Enjoy these paleo chicken wings for a fun and tasty dinner.
- 1/4 cup fermented honey or balsamic vinegar
- 1/8 cup coconut syrup or honey
- 1/4 cup coconut sugar
- 1/4 cup coconut aminos
- 2 tablespoons apple cider vinegar
- 3 garlic cloves, minced finely
- 1 tablespoon finely minced fresh ginger
- 1/2 teaspoon fresh cracked black pepper
- 1/2 teaspoon chili powder
- about 1.25 pounds chicken drumettes or wings
- 1 tablespoon sesame seeds, lightly toasted
- a few pinches chopped fresh parsley
- In a medium bowl, whisk together all ingredients except the last two and pour into a large bowl. Add chicken and coat thoroughly. Cover and place in refrigerator for 8 hours, or overnight to marinate. Turning the chicken occasionally to ensure even marination.
- After the chicken marinates, preheat the oven to 400°F.
- Line a baking sheet with aluminum foil. Place chicken in the pan, keeping the extra marinade for later. Bake the chicken for 25 minutes in the center of the oven.
- In a small saucepan, bring the leftover marinade to a boil, then reduce the heat to a slow simmer. Cook over low heat, stirring as needed, for about 15 minutes or until thickened.
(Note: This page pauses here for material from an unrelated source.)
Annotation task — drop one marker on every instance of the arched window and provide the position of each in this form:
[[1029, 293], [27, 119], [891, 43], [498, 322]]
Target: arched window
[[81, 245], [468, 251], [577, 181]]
- Remove drumsticks from the oven, coat each with the thickened marinade. Place the chicken back in the oven and cook for 10 – 15 more minutes. Pour remaining marinade into a large bowl, add the chicken and toss to coat the drumsticks/wings one last time, with any remaining sauce; then sprinkle with sesame seeds and parsley. Serve immediately.